Il Consiglio dei Ministri ha dato il via alla missione italiana in Niger, già annunciata nei giorni scorso dal ministro della difesa Roberta Pinotti. Il contingente militare sarà formato da reparti provenienti dall’Iraq – dove, a seguito della sconfitta dell’ISIS, è possibile un alleggerimento – e, in misura minore, dall’Afghanistan. Si tratterebbe in totale di circa 470 unità del genio militare e dei paracadutisti della Folgore, con 150 veicoli, di stanza presso la base dismessa della legione straniera francese di Madama, da riadattarsi per l’uso.

Ufficialmente lo scopo della missione è duplice: contrastare e tenere sotto controllo le piste dei flussi illegali dei trafficanti di uomini verso la Libia e la lotta ai terroristi di Al Qaeda, stanziati nel deserto. Il presidente del Consiglio gentiloni, ha assicurato che, almeno inizialmente, la missione sarà “no combat” e che i reparti saranno utilizzati per l’addestramento delle forze nigerine. Gli osservatori, tuttavia, non escludono che, dati gli scopi, gli stessi, una volta operativi, saranno autorizzati al combattimento.

Dopo gli accordi con il governo libico ora gli italiani alle frontiere Libia-Niger

Quanto meno, la missione si inquadra nell’ambito della collaborazione avviata con il governo libico riconosciuto dalla comunità internazionale – quello di Tripoli, con a capo Fayez al-Sarraj – per il contenimento del traffico dei migranti clandestini e il loro salvataggio in mare.

E’ evidente che la tendenziale “chiusura” della rotta degli scafisti verso l’Italia ha per conseguenza il sovraffollamento a dismisura dei campi di accoglienza libici e la loro difficoltà di gestione. La missione italiana, quindi, sembra finalizzata a contenere i traffici già oltre la frontiera libica che, per un lungo tratto, confina con il Niger.

L’iniziativa militare italiana, inoltre, non è isolata, ma fa parte di una più vasta operazione militare euro-africana nel Sahel, frutto delle intese del 13 dicembre scorso a Celle Saint Claud tra la UE e cinque Stati Saheliani: Mali, Burkina Faso, Mauritania, Niger e Ciad, il cosiddetto G5 del Sahel. Oltre alla Francia, che già combatte da quattro anni il terrorismo islamico nell’Africa settentrionale, è prevista la presenza di contingenti tedeschi, spagnoli, belgi e, appunto, italiani.

L’operazione sarà finanziata anche da Stati Uniti, Arabia Saudita ed Emirati Arabi, mentre è risaputo l’appoggio del Qatar agli jihadisti.
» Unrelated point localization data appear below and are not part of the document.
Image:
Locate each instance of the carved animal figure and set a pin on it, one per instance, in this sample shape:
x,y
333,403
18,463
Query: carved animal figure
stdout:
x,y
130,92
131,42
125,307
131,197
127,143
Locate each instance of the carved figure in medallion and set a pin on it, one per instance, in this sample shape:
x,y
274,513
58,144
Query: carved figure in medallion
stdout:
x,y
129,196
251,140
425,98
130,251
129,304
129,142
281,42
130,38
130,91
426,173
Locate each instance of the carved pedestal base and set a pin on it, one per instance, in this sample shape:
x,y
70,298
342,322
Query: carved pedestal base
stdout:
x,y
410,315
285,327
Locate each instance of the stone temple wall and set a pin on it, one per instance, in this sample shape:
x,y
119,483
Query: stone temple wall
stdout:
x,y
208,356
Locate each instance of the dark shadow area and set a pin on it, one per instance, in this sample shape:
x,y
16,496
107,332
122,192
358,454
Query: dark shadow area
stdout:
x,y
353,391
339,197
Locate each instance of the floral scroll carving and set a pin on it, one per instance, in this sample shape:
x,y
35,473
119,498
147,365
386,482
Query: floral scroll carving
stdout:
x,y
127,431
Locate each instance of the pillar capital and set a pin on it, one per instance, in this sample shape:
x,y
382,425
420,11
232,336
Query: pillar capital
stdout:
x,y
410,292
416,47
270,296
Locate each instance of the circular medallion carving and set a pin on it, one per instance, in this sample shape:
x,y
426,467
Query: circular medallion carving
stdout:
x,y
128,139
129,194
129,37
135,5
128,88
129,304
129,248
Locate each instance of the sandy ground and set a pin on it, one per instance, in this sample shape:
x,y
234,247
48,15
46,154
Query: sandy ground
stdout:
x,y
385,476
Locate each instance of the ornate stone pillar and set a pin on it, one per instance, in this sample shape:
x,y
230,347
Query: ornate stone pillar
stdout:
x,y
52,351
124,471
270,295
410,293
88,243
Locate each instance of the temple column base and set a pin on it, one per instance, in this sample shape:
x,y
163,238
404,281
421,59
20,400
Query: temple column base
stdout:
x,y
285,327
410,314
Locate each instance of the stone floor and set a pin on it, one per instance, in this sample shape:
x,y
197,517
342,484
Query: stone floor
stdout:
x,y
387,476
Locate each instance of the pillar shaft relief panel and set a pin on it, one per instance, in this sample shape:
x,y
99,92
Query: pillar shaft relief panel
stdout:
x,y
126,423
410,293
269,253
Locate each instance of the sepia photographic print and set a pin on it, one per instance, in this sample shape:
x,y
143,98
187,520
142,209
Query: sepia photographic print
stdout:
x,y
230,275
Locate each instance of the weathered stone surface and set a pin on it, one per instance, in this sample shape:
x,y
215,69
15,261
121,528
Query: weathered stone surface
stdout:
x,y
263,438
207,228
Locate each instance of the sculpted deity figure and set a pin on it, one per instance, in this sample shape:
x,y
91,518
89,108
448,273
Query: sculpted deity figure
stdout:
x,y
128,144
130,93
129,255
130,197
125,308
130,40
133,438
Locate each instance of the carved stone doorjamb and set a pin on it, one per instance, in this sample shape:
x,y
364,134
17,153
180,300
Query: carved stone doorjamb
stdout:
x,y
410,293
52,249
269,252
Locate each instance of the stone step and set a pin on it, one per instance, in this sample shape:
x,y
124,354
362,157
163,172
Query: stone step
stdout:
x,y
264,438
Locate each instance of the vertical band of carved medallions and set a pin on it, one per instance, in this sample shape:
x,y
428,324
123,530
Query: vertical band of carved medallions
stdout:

La Francia rimane la nazione-guida per qualsiasi operazione nel Sahel

E’ ovvio che la presenza francese, nell’area, ha una radicamento ben più profondo di quello degli altri partners europei, non soltanto perché tutta l’Africa submaghrebina faceva parte del suo impero coloniale, sino al 1960, e tuttora la lingua francese è una delle lingue ufficiali ivi parlate. La Francia, infatti, garantisce la parità con l’euro del "franco della Comunità Francese”, la moneta adottata dalle sue ex colonie africane. In sostanza è alla Francia che tali Stati debbono la loro stabilità monetaria.

Svariate sono le basi militari che la Francia mantiene in Africa settentrionale, come quella di Savarè, in Mali e, tra il 1978 e il 1987, ha condotto una guerra contro la Libia di Gheddafi per difendere le frontiere del Ciad. Non sfugge, tuttavia, la circostanza che la collaborazione militare nel Sahel giunga a pochissime settimane dalla dichiarazione comune sulla politica europea di difesa e ne sembri la prima delle sue conseguenze. E’ sempre stato evidente che, uscita la Gran Bretagna dalla UE, la potenza in grado di sostituire gli USA nel coordinamento delle politiche militari europee non può che essere la Francia, unica in possesso del deterrente nucleare.

Frizioni con Macron ormai ampiamente superate

Esclusa a priori, quindi, l’eventualità che la presenza italiana nel Sahel non possa essere subalterna a quella francese, va detto che l’operazione è sicuramente utile a scoraggiare i flussi di migranti prima che entrino in Libia e ciò rafforza la collaborazione in tal senso che il nostro paese sta intrattenendo con il governo di Tripoli e l’altro uomo forte della Cirenaica, cioè il generale Haftar.

Il fatto che il presidente francese Emmanuel Macron abbia accettato (e, probabilmente, anche incoraggiato) i nostri militari proprio al confine tra Niger e Libia, è un indizio che le frizioni tra Italia e Francia sulla strategia da adottarsi con i successori di Gheddafi siano ormai sorpassate se non addirittura risolte.